O Palácio do Planalto elaborou uma estratégia para tentar impedir a derrubada do veto à dosimetria na sessão do Congresso marcada para esta quinta-feira (30). A ideia é convencer os parlamentares de que a retirada do veto pode esvaziar a Lei Antifacção, favorecendo o crime organizado.
Segundo o governo, derrubar o veto alteraria um artigo da Lei de Execuções Penais incluído na antifacção, o que tornaria mais rígida a progressão de regime para chefes de organizações criminosas. O projeto da dosimetria foi aprovado pelo Congresso em dezembro com base na legislação anterior.

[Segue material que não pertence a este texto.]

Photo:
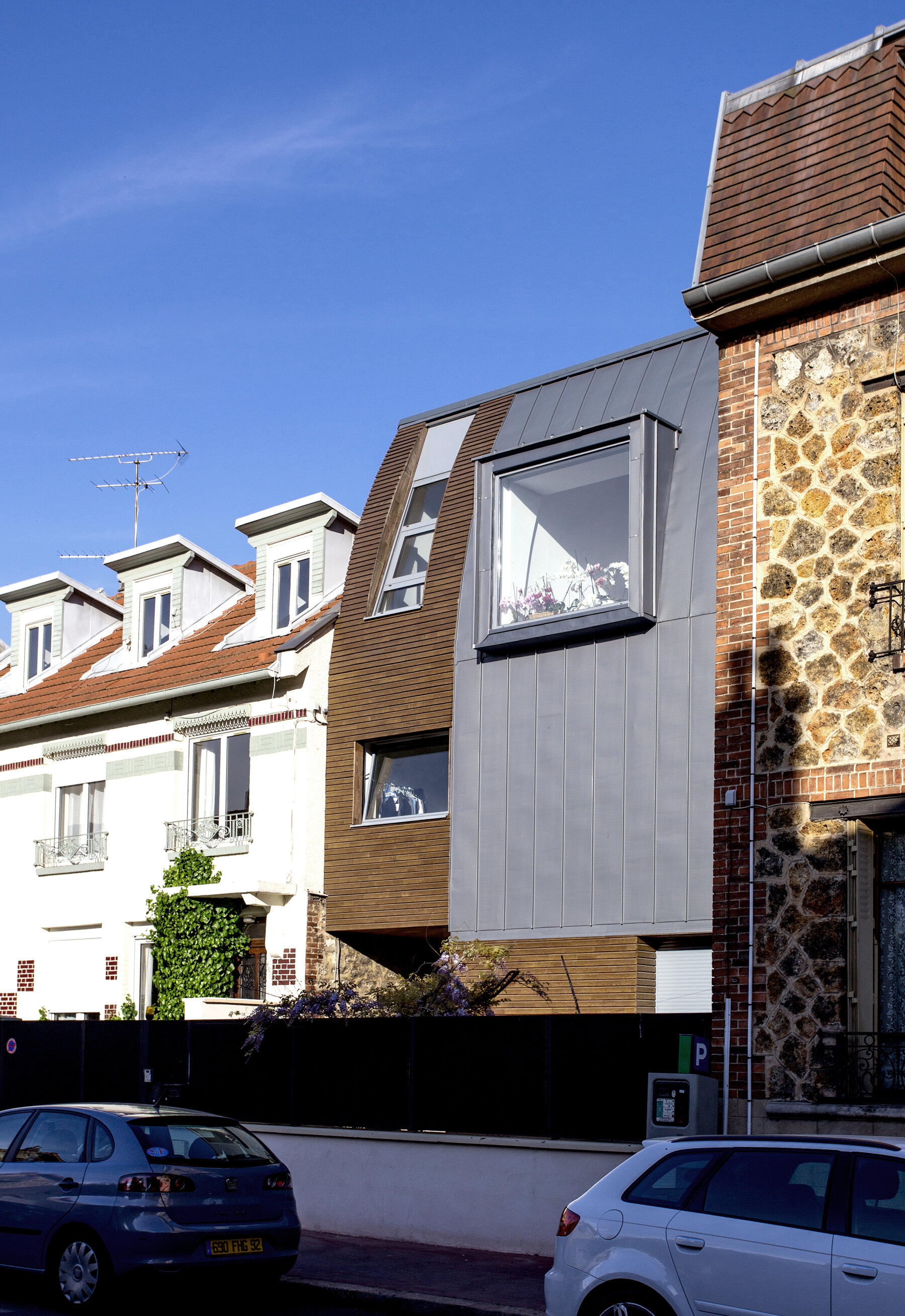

Nesta quarta-feira (29), a Câmara dos Deputados aprovou requerimento de urgência para acelerar a tramitação de um projeto de lei que corrige a distorção levantada pelo veto. A proposta é de autoria do deputado Paulo Abi-Ackel (PSDB-MG).
A urgência no Congresso
O governo argumenta que a mudança pode gerar brechas jurídicas que reduziriam penas de líderes de facções. A expectativa é de que a Câmara derrube o veto, enquanto o Senado é visto como o ambiente com base aliada mais sólida para manter o veto.
O Planalto avalia que manter o veto no Senado é mais provável, mas reconhece risco maior de derrota na Câmara. A estratégia busca impedir que a dosimetria altere o conteúdo da antifacção já aprovada, antes de qualquer decisão final.
Perspectivas e próximos passos
Lideranças do governo afirmam que a derrubada do veto significaria anular pontos da Lei Antifacção aprovados recentemente. A equipe permanece atenta aos desdobramentos, com a tramitação da pauta ainda em andamento no Congresso.